Published 2008-11-16

I was in Boulder — sunny, safe, rock climbing central — when I talked to Mark. He mentioned ice climbing. In Hyalite Canyon. In Montana. I would have to get boots and crampons and all that shit. He had tools I could borrow. After a few days of swinging them, I forked over the cash and bought a pair. I liked it.

Then I lost my toenails. I remember being a little alarmed when I took my boots off and saw purple down there. Everyone else was ripping into pizza and beer after a long day of climbing; I was staring at toes that looked like the aftermath of an Alaskan epic.

I remember being surprised and happy when I kicked the bottom stair in the garage barefoot and ripped one toenail half off. Goddamn thing hung on though. While looking down at the bleeding mess, I realized it didn’t hurt at all — it was already dead. I taped down the massive flappers, walked pigeon toed for a few months and, as the smell worsened, I finally realized they had to go.

Everyone told me I shouldn’t do it myself – so many that I believed them.

Finally, on Christmas Eve, I found time to visit urgent care. The comely nurse made me feel like a sissy for having her do the job on my toenails. The injections of Novocain hurt worse than the injury or the actual nail removal.

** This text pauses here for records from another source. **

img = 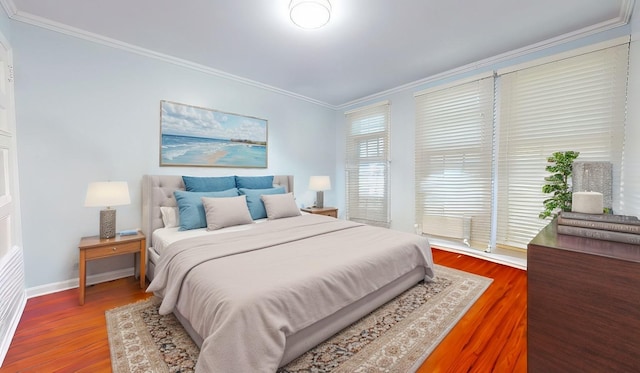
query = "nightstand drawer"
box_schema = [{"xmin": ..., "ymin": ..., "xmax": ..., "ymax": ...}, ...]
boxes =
[{"xmin": 86, "ymin": 242, "xmax": 140, "ymax": 260}]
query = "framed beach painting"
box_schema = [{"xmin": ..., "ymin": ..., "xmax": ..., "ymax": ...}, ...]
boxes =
[{"xmin": 160, "ymin": 100, "xmax": 267, "ymax": 168}]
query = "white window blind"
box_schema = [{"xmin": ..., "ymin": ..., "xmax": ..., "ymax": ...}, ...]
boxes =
[
  {"xmin": 345, "ymin": 102, "xmax": 390, "ymax": 227},
  {"xmin": 415, "ymin": 76, "xmax": 494, "ymax": 248},
  {"xmin": 496, "ymin": 44, "xmax": 628, "ymax": 248}
]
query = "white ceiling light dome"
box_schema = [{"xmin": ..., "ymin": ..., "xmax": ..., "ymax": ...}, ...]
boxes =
[{"xmin": 289, "ymin": 0, "xmax": 331, "ymax": 29}]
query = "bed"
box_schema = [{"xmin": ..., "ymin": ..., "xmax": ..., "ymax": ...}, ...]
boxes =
[{"xmin": 142, "ymin": 175, "xmax": 434, "ymax": 372}]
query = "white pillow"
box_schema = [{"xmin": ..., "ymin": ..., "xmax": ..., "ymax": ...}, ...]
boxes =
[
  {"xmin": 160, "ymin": 206, "xmax": 180, "ymax": 228},
  {"xmin": 202, "ymin": 195, "xmax": 253, "ymax": 231},
  {"xmin": 261, "ymin": 193, "xmax": 301, "ymax": 220}
]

When you lose your toenails, they don’t grow out the way you think of nails growing. The soft shelf underneath slowly hardens and after several months it becomes nail material. But in the meantime it is a strange in between form, somewhat hard but also strangely soft, and the old dried blood is hard to get out of there.

They looked like painful, messy little stumps. And I was dating a girl at the time who was a tough, outdoorsy type. She was filming a documentary about a native whaling tribe in Alaska. She watched them kill two on the ice. Not squeamish. But even with her I felt little weird the first time my shoes came off. “What the hell is wrong with your toes?” I imagined her asking in alarm, but she didn’t dump me. Not for that reason.

It has been a long, slow recovery while being a resident of alien toe land. I’m happy to say my toenails have grown enough that for the first time in almost a year they are getting a bit long. I’ve returned triumphantly to the realm of those with normal looking feet. My new girlfriend even thinks I’m hot. When barefoot.

Thanks Hyalite. Toenail clippers never looked so good.